Além disso, investigadores suspeitam que o ex-combatente passou a orientar criminosos no uso de drones de grande porte para transporte de armas, munições e drogas entre comunidades dominadas pela facção.

O caso elevou o nível de preocupação das forças de segurança porque o foco deixa de ser apenas drones comerciais adaptados improvisadamente. Agora, a principal ameaça investigada envolve técnicas de guerra aprendidas em um dos conflitos mais tecnológicos da atualidade.

Guerra na Ucrânia acelerou revolução tecnológica

Desde a invasão russa em 2022, a Ucrânia virou referência mundial no uso estratégico de drones em combate.

Durante a guerra, forças militares passaram a utilizar drones kamikaze, aeronaves de reconhecimento, equipamentos de monitoramento tático e sistemas de logística aérea em larga escala. Além disso, operadores especializados ganharam protagonismo dentro das operações militares.

Especialistas em segurança pública afirmam que o conflito criou uma nova geração de combatentes treinados em inteligência remota, coordenação aérea e guerra tecnológica.

Segundo investigadores do Rio, parte desse conhecimento pode estar migrando para organizações criminosas fora da Europa.

As apurações apontam que traficantes passaram a testar drones agrícolas de grande porte, capazes de transportar cargas pesadas e atravessar áreas monitoradas pelas forças de segurança.

Em alguns casos analisados pela polícia, os equipamentos teriam capacidade para carregar dezenas de quilos, incluindo fuzis, munições e drogas. Há relatos de aeronaves avaliadas em aproximadamente R$ 200 mil sendo usadas em treinamentos dentro de comunidades controladas pelo tráfico.

Polícia investiga ligação internacional de facção

As suspeitas envolvendo integrantes do Comando Vermelho e o conflito na Ucrânia começaram ainda em 2025.

Na época, investigações da Polícia Civil apontaram que um integrante da facção teria realizado viagens frequentes para países da Europa antes de seguir para território ucraniano.

Segundo os investigadores, ele aparecia em imagens utilizando uniforme militar com bandeiras da Ucrânia e manuseando armamentos em áreas ligadas ao conflito.

A polícia acredita que o objetivo da viagem seria adquirir experiência prática em técnicas de combate, logística tática e operação de drones militares.

Além disso, as autoridades investigam se integrantes da facção receberam apoio financeiro para atuar como voluntários no conflito europeu e retornar posteriormente ao Brasil com treinamento especializado.

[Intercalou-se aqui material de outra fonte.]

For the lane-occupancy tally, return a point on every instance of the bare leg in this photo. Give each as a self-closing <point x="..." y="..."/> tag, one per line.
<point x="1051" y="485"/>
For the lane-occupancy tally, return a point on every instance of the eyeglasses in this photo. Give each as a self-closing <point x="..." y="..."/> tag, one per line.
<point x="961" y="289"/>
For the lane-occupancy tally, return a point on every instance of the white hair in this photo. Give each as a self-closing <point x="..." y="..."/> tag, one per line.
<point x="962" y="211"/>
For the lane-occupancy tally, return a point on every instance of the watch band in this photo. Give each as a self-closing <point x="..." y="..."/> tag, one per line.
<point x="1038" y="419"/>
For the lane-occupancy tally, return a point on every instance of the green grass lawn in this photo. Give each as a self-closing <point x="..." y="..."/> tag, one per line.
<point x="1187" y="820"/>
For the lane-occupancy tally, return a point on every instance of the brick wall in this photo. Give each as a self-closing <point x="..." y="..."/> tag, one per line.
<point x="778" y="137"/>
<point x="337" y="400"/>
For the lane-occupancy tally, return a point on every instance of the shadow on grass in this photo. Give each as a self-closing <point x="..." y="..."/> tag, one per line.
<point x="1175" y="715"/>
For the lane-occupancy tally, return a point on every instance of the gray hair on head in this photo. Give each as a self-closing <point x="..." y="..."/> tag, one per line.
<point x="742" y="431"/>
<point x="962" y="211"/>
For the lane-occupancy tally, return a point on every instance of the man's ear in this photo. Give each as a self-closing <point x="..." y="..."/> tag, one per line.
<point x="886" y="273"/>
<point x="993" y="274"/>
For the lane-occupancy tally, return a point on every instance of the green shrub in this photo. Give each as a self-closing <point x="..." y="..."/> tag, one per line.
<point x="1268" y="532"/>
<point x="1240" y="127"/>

Crime organizado muda perfil operacional

Nos últimos anos, o uso de drones pelo tráfico já vinha crescendo no Rio de Janeiro, principalmente em atividades de vigilância para monitorar operações policiais.

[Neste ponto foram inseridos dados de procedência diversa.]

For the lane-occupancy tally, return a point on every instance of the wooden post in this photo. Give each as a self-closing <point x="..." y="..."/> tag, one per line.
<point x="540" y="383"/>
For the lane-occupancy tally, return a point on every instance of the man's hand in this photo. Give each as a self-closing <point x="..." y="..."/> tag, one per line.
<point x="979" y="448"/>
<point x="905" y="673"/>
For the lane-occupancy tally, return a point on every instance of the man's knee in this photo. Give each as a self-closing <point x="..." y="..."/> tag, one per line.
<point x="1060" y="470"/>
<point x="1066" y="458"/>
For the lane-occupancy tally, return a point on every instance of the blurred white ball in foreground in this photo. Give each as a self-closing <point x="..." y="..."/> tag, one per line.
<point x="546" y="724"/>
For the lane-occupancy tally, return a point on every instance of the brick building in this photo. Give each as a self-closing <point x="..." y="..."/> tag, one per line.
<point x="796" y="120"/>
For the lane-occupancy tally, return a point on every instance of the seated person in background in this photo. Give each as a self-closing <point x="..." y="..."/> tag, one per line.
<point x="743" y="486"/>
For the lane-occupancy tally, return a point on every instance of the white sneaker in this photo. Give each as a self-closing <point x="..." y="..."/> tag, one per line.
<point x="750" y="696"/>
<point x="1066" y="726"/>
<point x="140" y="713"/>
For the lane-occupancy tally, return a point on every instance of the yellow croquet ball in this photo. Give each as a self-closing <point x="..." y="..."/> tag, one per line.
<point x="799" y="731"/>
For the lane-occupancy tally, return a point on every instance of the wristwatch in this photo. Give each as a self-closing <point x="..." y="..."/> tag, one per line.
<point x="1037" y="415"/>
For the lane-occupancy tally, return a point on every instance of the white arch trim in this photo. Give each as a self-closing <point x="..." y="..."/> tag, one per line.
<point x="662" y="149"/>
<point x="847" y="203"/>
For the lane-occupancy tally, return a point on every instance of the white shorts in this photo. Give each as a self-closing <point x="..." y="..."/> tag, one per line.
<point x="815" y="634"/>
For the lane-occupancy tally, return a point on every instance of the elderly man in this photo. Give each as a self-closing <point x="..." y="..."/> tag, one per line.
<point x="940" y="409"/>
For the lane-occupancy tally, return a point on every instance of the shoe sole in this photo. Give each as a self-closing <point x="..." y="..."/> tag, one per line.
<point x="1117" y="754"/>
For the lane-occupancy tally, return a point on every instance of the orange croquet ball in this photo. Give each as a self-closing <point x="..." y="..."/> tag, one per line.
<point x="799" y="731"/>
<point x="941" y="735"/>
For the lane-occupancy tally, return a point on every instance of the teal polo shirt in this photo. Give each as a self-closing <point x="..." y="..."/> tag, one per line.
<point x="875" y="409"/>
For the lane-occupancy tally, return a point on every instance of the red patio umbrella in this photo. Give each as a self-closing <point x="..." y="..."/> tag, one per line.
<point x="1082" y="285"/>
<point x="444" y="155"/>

Entretanto, investigadores afirmam que o cenário atual representa uma mudança mais profunda na estrutura operacional das facções.

O principal temor das autoridades é que grupos criminosos passem a incorporar modelos inspirados em zonas de guerra, com operadores especializados, logística aérea e coordenação tática semelhante à utilizada em conflitos armados modernos.

Além disso, operações recentes já registraram a apreensão de equipamentos considerados sofisticados, incluindo aeronaves adaptadas e sistemas anti-drone em áreas dominadas pelo tráfico.

Especialistas em segurança pública avaliam que o fenômeno acompanha uma tendência global: tecnologias militares desenvolvidas em guerras acabam migrando, com o tempo, para grupos criminosos e organizações armadas ilegais.

Inteligência monitora avanço da tecnologia

As investigações seguem sob responsabilidade de setores de inteligência da Polícia Civil e da Secretaria de Segurança Pública do Rio de Janeiro.

Até o momento, as autoridades não confirmaram oficialmente quantos criminosos receberam treinamento especializado nem qual seria o alcance operacional da estrutura investigada.

Mesmo assim, o caso já reforça um debate crescente entre especialistas em segurança internacional: os impactos da guerra da Ucrânia podem ultrapassar fronteiras diplomáticas e militares, influenciando diretamente a dinâmica do crime organizado em países da América Latina.